Fighting broke out in one Kachin State location in June 2011, between the Burma Army and the Kachin Independence Organization. Five years later, at the end of outgoing President Thein Sein’s term, armed conflict with government forces has spread to ethnic Palaung (Ta’ang), Shan, Arakan, Karen and Kokang areas.
Governmental power will soon be transferred to Aung San Suu Kyi’s National League for Democracy (NLD), the winner of November’s general elections. Many ethnic armed groups wish to seek peace under her leadership, but they dare not offer full trust to the Burmese government as long as there are military men who continue to attack them on their land. The Burma Army will remain an important political player, but one that has repeatedly shown itself to be an obstacle to peace and democracy in the country.
Snr-Gen Min Aung Hlaing, commander-in-chief of the Burma Army, has spoken of professionalizing the military in line with Burma’s political reforms, which were initiated in 2011. He has reminded the military to treat civilians more humanely, to end the recruitment of child soldiers and the reliance on forced labor.
But one thing that has not appeared to have changed is Min Aung Hlaing’s insistence that ethnic armed groups operate under his command. This has hurt Burma’s peace process and contributed to intensified fighting in northern Shan State, where government offensives encourage ethnic armed groups to build up troop numbers, vowing not to disarm under the current conditions. Large numbers of internally displaced civilians in Kachin and Shan states is a reminder that reforms have not impacted these areas.
There is no guarantee that Min Aung Hlaing’s views on disarmament will evolve with a new NLD-led government. The Burma Army’s hope is that the ethnic armed groups will one day act as militias which defend government interests in their respective regions. For those who refuse to participate, the Burma Army will likely deploy more troops to their areas, surrounding and isolating the groups in order to pressure them to give up their struggle.
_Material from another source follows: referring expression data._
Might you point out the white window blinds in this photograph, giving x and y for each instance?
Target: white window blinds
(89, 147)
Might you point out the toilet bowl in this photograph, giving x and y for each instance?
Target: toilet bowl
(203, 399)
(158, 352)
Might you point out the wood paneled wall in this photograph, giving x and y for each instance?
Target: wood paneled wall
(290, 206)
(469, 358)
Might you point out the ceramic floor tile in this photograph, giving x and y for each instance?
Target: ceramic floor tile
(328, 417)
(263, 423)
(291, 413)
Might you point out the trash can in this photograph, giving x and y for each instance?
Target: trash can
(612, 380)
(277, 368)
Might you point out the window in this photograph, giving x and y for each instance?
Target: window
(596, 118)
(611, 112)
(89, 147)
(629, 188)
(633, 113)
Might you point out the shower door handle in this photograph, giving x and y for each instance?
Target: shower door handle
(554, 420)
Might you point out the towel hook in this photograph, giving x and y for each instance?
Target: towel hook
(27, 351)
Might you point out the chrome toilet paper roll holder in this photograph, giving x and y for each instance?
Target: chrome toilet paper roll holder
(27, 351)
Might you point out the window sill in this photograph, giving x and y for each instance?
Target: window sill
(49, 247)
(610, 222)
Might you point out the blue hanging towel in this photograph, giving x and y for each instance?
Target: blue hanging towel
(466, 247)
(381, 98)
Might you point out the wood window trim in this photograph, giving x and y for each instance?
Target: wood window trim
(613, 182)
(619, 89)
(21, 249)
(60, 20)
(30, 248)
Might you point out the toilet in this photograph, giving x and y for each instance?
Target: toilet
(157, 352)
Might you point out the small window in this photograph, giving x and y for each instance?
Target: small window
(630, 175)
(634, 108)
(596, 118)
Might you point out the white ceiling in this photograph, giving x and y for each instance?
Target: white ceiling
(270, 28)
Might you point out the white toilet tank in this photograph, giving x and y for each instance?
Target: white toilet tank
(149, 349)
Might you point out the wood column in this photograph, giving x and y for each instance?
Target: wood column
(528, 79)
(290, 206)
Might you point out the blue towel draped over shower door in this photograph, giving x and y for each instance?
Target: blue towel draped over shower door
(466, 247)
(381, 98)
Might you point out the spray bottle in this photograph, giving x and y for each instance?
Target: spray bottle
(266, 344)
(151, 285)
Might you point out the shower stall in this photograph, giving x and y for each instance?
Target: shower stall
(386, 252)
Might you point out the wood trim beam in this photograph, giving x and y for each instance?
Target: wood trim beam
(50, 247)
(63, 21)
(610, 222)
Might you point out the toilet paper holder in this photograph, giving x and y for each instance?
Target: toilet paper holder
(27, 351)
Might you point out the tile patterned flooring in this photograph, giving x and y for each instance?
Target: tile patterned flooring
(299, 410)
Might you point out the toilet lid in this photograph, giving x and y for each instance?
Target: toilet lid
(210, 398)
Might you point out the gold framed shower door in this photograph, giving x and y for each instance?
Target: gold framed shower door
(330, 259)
Most ethnic armed leaders do not speak of disarmament as an option; they believe they may need to fight again. They feel that their armies exist to protect their people and their regions, and to provide them with a power platform in the country. If they cease to be armed, the groups worry that the government may no longer listen to them.
These groups are aware of Min Aung Hlaing’s intentions, and they continue to reinforce troops to defend against the Burma Army, even amidst the ongoing peace process. While ethnic armed groups feel that they need to pursue peace, if left with no other choice, they will continue to use force to fight for their goals.
Lawi Weng is a senior reporter for The Irrawaddy.